An early strike each apart, both sides seemed to really struggle to show the sort of attacking flare needed to create the requisite chances needed to win games on the sort of basis needed to make the step up to the top six, and even when they did get those opportunities, a finishing touch was also largely lacking as the game went on.

Indeed, it is now no win in six in all competitions for both these sides, although both have at least put an end to the three-game losing runs hanging over them heading into this one.

Just as they did in the reverse fixture earlier this season, Blackburn raced into the lead inside two minutes at Ewood Park. Stewart Downing pounced on a loose pass out from the back by North End skipper Tom Clarke, before setting Adam Armstrong away down the left, with the attacker cutting into the area, playing a tight, quick one-two with Lewis Holtby, before stroking an effort past Declan Rudd from close range.

Armstrong, who has been the man to largely step up in an attacking sense for Rovers could have had his and his side's second by the quarter-hour, narrowly curling a first-time effort wide after Downing's free-kick dropped to him inside the North End area.

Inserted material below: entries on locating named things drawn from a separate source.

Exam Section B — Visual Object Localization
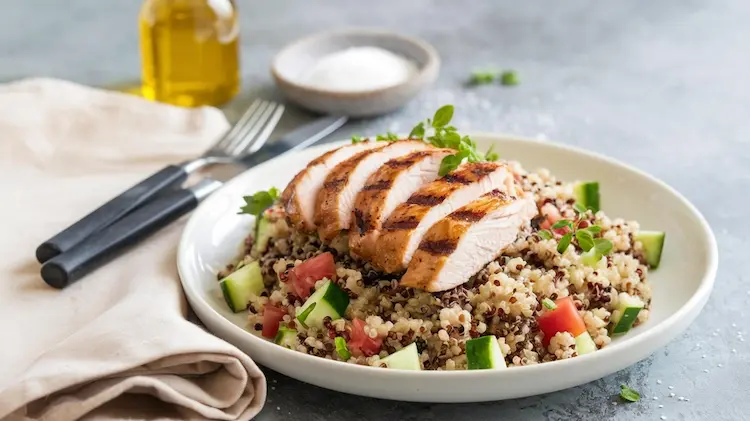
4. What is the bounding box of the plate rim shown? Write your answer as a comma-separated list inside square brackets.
[176, 131, 719, 380]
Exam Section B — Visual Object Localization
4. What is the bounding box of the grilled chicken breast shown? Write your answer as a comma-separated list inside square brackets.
[349, 149, 456, 260]
[401, 189, 537, 292]
[281, 142, 385, 232]
[368, 162, 515, 273]
[314, 140, 432, 241]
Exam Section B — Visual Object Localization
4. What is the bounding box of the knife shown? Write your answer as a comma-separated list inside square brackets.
[41, 117, 347, 289]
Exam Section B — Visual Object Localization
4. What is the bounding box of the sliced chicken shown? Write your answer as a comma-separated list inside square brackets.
[368, 162, 515, 273]
[349, 149, 456, 260]
[314, 140, 433, 241]
[281, 142, 386, 232]
[401, 189, 537, 292]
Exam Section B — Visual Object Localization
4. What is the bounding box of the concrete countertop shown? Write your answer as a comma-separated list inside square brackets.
[0, 0, 750, 421]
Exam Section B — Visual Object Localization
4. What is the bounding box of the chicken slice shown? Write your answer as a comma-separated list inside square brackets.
[349, 149, 456, 260]
[314, 140, 432, 241]
[400, 189, 537, 292]
[369, 162, 515, 273]
[281, 142, 385, 232]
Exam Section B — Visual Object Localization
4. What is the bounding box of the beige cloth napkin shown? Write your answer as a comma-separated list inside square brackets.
[0, 79, 266, 420]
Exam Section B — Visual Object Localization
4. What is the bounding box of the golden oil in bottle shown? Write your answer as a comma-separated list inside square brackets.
[139, 0, 240, 107]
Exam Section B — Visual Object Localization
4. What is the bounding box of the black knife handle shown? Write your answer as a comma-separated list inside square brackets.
[36, 165, 187, 263]
[42, 180, 199, 289]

Preston had had to wait until after half time to get back into the game the last time these met, but there would be no such delay this around, and they were level just moments after Armstrong's missed opportunity, in a not dissimilar passage of play to the one Rovers had just failed to capitalise on, with Josh Harrop emphatically thumping a first time effort into the roof of Christian Walton's net after former Blackburn man Paul Gallagher's own free-kick landed at his feet on the edge of the area.

After that, chances would become something of a rarity for the rest of the opening 45, with the exception of one curling effort from the edge of the Preston area, which had been heading for the top corner but for the outstretched hand of the diving Rudd.

But with an early injury that had seen Corry Evans stretched off early in his 200th Blackburn appearance with a blow to the head prompting seven minutes of added on at the end of the first half, Rovers would miss not one but two decent chances to restore their advantage in that extended period of stoppage time.

This time, Holtby flashed an effort from distance over the bar after being teed from a corner kick routine, before Adam Armstrong dragged an effort across the face of goal and wide from a tight angle while through on goal after a quick Blackburn free-kick, with the visitors far from happy with the speed with which the set-piece had been taken.

If the first half had been short on chances, then the second half was lacking even more in that sense.

After Sean Maguire and Amari'i Bell both sent efforts some way off-target in the first five minutes of the half, the match quickly descended into one dominated by niggling fouls and gamesmanship that prevented any real momentum from developing in the game, something not helped by the unnecessarily whistle-happy nature of referee James Linington.

Despite that, Rovers did have chances to win it late on, as Armstrong's cross beat everybody in the area before cannoning away of the bottom of the post, while Rudd produced another brilliant save to deny Tosin Adarabioyo from a corner deep into second-half stoppage time, with both sides forced to settle for a point that may ultimately be seen as a fair result.